Rose’s life began to turn around three years back when he met his now wife Brittney. With her help he was able to finally put his demons behind him, and the pair married last summer. Rose says that having others — Brittney and his stepdaughter Harper St. Clair – to focus on has helped him get his head on straight personally.

“Before it was all me worried about me, but after Brittney and Harper came along, I realized there are a lot more important things in life, good things, and I finally began commit to the people who had been committed to me,” Rose explained.
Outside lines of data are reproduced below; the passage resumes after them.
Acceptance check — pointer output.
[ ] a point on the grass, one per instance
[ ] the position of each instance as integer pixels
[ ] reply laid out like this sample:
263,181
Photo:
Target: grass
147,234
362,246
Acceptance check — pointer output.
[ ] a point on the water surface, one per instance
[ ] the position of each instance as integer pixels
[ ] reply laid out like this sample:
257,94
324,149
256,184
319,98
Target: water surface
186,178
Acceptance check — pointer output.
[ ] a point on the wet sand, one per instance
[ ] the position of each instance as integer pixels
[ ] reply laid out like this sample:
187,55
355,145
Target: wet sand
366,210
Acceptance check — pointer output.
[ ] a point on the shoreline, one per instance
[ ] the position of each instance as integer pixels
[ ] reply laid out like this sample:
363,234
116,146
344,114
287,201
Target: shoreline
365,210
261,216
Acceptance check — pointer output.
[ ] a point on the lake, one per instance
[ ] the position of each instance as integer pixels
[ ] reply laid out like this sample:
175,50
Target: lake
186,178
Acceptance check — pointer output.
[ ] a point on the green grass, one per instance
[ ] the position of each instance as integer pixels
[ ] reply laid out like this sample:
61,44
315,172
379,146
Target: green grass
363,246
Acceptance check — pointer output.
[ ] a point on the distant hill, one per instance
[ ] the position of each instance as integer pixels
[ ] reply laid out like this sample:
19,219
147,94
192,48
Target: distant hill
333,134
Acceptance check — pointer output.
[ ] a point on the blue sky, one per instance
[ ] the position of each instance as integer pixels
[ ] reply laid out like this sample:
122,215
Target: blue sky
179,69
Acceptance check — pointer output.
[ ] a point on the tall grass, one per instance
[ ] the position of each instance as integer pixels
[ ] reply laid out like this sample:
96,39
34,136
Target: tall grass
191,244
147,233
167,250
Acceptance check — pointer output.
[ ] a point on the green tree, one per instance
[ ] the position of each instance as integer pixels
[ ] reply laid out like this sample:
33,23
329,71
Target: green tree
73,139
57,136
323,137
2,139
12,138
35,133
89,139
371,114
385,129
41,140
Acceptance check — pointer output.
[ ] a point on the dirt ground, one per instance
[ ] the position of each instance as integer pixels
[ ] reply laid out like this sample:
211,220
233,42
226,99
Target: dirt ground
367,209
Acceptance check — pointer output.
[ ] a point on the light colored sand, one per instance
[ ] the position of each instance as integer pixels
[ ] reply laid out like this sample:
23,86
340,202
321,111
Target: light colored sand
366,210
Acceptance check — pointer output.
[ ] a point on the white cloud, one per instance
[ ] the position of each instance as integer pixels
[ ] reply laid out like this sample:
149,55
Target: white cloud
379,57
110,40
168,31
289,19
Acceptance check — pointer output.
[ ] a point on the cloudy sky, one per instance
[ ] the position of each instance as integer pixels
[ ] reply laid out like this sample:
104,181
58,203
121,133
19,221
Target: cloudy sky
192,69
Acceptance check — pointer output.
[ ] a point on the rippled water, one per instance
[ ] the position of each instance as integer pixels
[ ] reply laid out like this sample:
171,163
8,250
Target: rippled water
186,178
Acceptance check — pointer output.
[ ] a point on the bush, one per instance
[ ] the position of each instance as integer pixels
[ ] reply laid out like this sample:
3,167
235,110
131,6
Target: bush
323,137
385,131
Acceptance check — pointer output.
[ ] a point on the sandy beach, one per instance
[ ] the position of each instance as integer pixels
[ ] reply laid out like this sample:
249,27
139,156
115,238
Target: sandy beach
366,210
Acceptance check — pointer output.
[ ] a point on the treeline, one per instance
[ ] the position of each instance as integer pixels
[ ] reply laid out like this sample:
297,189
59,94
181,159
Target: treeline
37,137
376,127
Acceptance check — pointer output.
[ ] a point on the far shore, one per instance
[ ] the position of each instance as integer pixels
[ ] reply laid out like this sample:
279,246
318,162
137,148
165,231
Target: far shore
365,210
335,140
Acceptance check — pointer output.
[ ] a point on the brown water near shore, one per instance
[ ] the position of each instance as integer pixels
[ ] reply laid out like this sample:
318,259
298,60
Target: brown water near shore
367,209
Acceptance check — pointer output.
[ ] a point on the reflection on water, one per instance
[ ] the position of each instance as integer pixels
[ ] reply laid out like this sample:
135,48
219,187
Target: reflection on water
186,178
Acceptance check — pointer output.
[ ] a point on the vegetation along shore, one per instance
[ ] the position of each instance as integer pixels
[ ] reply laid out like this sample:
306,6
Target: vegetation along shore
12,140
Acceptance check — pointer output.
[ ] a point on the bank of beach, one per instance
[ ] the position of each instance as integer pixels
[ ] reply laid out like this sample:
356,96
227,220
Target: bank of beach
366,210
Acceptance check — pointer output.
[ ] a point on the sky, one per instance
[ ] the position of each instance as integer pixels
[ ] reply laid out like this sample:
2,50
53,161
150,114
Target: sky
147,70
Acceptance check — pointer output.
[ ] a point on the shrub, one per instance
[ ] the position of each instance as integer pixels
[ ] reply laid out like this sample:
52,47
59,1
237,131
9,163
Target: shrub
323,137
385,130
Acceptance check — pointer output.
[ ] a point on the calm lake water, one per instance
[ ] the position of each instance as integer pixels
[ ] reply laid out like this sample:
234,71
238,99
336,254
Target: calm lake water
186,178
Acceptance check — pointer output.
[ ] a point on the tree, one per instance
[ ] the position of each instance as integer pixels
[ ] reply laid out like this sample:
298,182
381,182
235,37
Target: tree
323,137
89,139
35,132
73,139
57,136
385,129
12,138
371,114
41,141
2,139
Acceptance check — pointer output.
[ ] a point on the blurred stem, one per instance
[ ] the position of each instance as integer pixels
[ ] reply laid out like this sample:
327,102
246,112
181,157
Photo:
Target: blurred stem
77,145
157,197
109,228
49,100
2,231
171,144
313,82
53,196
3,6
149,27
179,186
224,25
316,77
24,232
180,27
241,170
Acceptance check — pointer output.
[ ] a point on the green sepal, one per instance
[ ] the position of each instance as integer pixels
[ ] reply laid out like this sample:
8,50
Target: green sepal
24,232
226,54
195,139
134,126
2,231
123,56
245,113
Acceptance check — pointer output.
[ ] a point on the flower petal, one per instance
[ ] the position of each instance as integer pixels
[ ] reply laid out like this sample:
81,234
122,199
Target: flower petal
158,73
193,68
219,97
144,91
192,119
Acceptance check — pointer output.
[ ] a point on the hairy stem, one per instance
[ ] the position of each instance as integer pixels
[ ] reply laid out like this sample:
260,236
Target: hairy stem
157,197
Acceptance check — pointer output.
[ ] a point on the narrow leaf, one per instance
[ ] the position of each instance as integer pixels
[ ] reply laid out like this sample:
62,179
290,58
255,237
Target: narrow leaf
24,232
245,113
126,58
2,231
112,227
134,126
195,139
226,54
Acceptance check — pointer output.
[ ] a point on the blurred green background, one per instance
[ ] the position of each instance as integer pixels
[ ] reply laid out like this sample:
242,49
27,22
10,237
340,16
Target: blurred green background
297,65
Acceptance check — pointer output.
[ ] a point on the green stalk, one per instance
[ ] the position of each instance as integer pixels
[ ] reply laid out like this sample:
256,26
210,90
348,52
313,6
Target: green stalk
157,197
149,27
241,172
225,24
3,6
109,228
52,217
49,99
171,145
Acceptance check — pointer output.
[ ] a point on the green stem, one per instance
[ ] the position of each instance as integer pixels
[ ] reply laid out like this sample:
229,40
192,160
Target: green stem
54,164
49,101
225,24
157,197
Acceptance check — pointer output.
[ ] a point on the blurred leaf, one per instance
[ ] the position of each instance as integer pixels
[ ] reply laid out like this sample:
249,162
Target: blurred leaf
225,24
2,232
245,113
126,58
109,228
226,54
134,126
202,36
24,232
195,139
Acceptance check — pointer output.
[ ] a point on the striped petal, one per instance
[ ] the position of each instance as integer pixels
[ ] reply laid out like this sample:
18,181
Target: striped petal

This winter Rose felt like he had his affairs in order and was ready to fully focus on his first love, riding horses and winning races. That’s when he got a call from trainer Anthony Pecoraro.

“Tony and I have known each other for like 20 years and have had a lot of success together,” Rose said. “He called me earlier this year and told me he felt like he had a really nice group of young horses and said he’d like to me to work with them and ride them. But he also told me he needed a total commitment from me, he needed me at the barn every morning. Last season, with the marriage coming up, I was riding and winning some races but I really wasn’t working as hard as I should have been. I was working horses a few days a week, but I didn’t have my head fully focused.”

Rose knows what it takes to succeed in racing, even if he hasn’t always been able to follow through on the knowledge. And connecting with Pecoraro – a trainer who has won at least 19 percent of his races every year since 2014 and this year is 10-for-35 – provided him a huge opportunity.

“This is one business where if you don’t work, you don’t succeed. I told Pec I was ready and eager to go to work,” Rose said. “We started on April 1, and it’s been great to see the young horses progress and develop. I think this may be the best group Anthony’s ever had and I’m tickled to death to get a chance to ride them.”

Rose recently teamed up with another friend from the past when he piloted a first-time starter to victory last week for trainer Tim Ritchey. Rose and Ritchey combined to win two legs of the Triple Crown – and very nearly all three – with Afleet Alex back in 2005.

“We were talking and figured it had been [nearly] 15 years since I’d ridden one for Tim,” Rose recalled. “His colt Proud Ruler has impressed me since I’ve been getting on him, and he might be a nice one. And it’s nice to be in the winner’s circle with Tim again.”

The old Jeremy Rose had a fierce competitive spirit that came out when he was riding. This spring, it looks like that hunger and drive are back.

“Oh yeah, the fire in the belly is back” Rose said with a chuckle, “and it’s a great feeling.”